Many of my wonderful colleagues will soon be heading off to the annual Association of Performing Arts Presenters (APAP) conference in New York, looking to purchase the touring acts, artists, and events they will offer for their 2010-11 seasons. Last year, just as the conference was underway, I received an urgent call from one such presenter. “$50,000 is the new $40,000!” said he. “I don’t know what everyone is thinking – they are buying and buying the most expensive acts like there is no worry at all in the economy, and they will have no choice but to sell these tickets at $80, $100, or more! But if I don’t buy at that level, my bosses in city hall will think we are no longer competitive. What do you see, Louise?”
Well, last year I did see everyone still buying at vastly inflated prices that left no margin for error in the number of tickets sold, and a lot of my friends and colleagues got burned when the box office sales didn’t come close to their optimistic projections. This year, my hope is that the field won’t make the same error.
Don’t just believe me. A powerful WSJ front page story last Thursday should be your must read (and be sure your boards and city commissioners read it too) before you shop this year. Titled “Spendthrift to Penny Pincher: A Vision of the New Consumer” the story notes the vast and lingering change in value systems among consumers away from “flashy shows of wealth” to much more conservative buying patterns, even as they feel the recession easing.
Here’s a very important line from the story: “Much as the 1930s shaped the spending habits of an entire generation, many companies now anticipate a shift in consumer behavior that persists even after jobs and growth get back closer to normal.”

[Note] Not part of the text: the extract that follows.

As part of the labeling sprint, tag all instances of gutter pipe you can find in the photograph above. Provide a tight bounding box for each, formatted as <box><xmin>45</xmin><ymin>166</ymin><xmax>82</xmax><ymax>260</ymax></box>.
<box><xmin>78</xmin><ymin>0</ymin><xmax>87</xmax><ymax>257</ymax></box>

My parents, avid arts goers both, were very much children of the 30s. So while we went to more live performing arts and museum exhibitions per year during my childhood and youth than most people attend in a lifetime, we always found the least expensive-but-good seats. We always found the free days or lower admissions for museums.

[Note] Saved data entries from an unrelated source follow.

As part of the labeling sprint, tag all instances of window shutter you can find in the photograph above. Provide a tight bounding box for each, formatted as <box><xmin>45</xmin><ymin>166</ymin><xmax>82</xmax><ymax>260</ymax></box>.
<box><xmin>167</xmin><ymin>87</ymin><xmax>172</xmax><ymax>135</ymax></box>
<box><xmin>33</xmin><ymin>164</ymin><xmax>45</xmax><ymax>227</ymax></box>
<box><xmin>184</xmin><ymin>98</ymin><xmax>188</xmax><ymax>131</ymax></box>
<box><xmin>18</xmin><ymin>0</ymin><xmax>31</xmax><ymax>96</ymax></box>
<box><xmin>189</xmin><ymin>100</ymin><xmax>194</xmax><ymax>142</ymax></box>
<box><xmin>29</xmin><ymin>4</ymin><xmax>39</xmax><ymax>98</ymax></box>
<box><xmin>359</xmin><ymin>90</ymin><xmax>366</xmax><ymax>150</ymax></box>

Lately, I’ve been seeing the same behavior from a lot of vastly wealthy people who may not have been children of the Great Depression but have lived through this recession and have clearly changed their buying behavior. On behalf of a client, we recently built a direct mail campaign targeted to high net worth ($2 million liquid assets or more) households who self identify as performing arts goers. This was a subscription campaign. And in response, what did these folks buy? Bargain-buster, mid-week, inexpensive single tickets. Nary a one bought those Saturday night flashy box seats. Not one.

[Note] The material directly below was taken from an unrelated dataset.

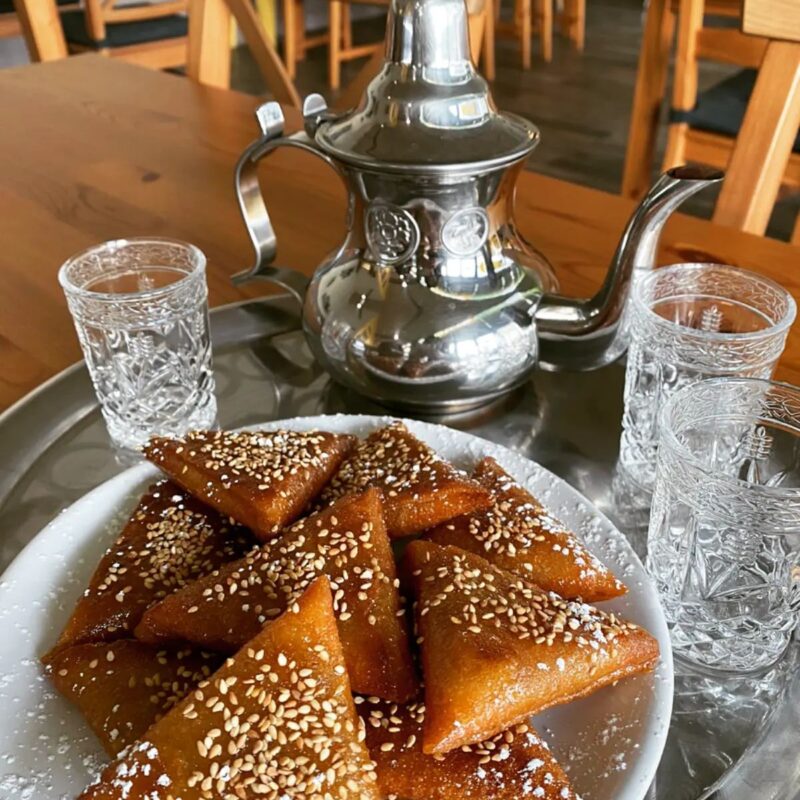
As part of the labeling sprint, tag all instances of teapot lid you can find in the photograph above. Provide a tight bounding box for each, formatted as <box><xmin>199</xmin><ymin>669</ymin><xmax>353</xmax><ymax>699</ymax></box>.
<box><xmin>313</xmin><ymin>0</ymin><xmax>539</xmax><ymax>174</ymax></box>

The WSJ article notes that today’s buyers haven’t reverted to their old consumption patterns the way they did after 9-11. It cites BMW’s US sales for 2009 as down 22.5% as compared to 2008, and that in focus groups with customers Ritz-Carlton found that its customers now feel guitly about lavish spending. This is cautionary to anyone in the arts field who continues to believe that the most expensive tickets will always sell first and that attenders who really want to come will buy the higher priced seats. The Senior V.P. of Sales and Marketing for Ritz-Carleton, Bruce Himelstein, is quoted saying,”I think the consumer’s mind has been reset on how to spend.”
My deep hope is that with careful product selection (at the right price) and even potentially with repriced seating offering more better bargain seats, we’ll see more people acting like my parents once did – going more often, but carefully saving on every ticket and admission. Given what experts such as Himelstein have said, this may well be the arts ticket sales model for the next decade, not just the next few months. For everyone in the arts and entertainment field, this deserves careful attention.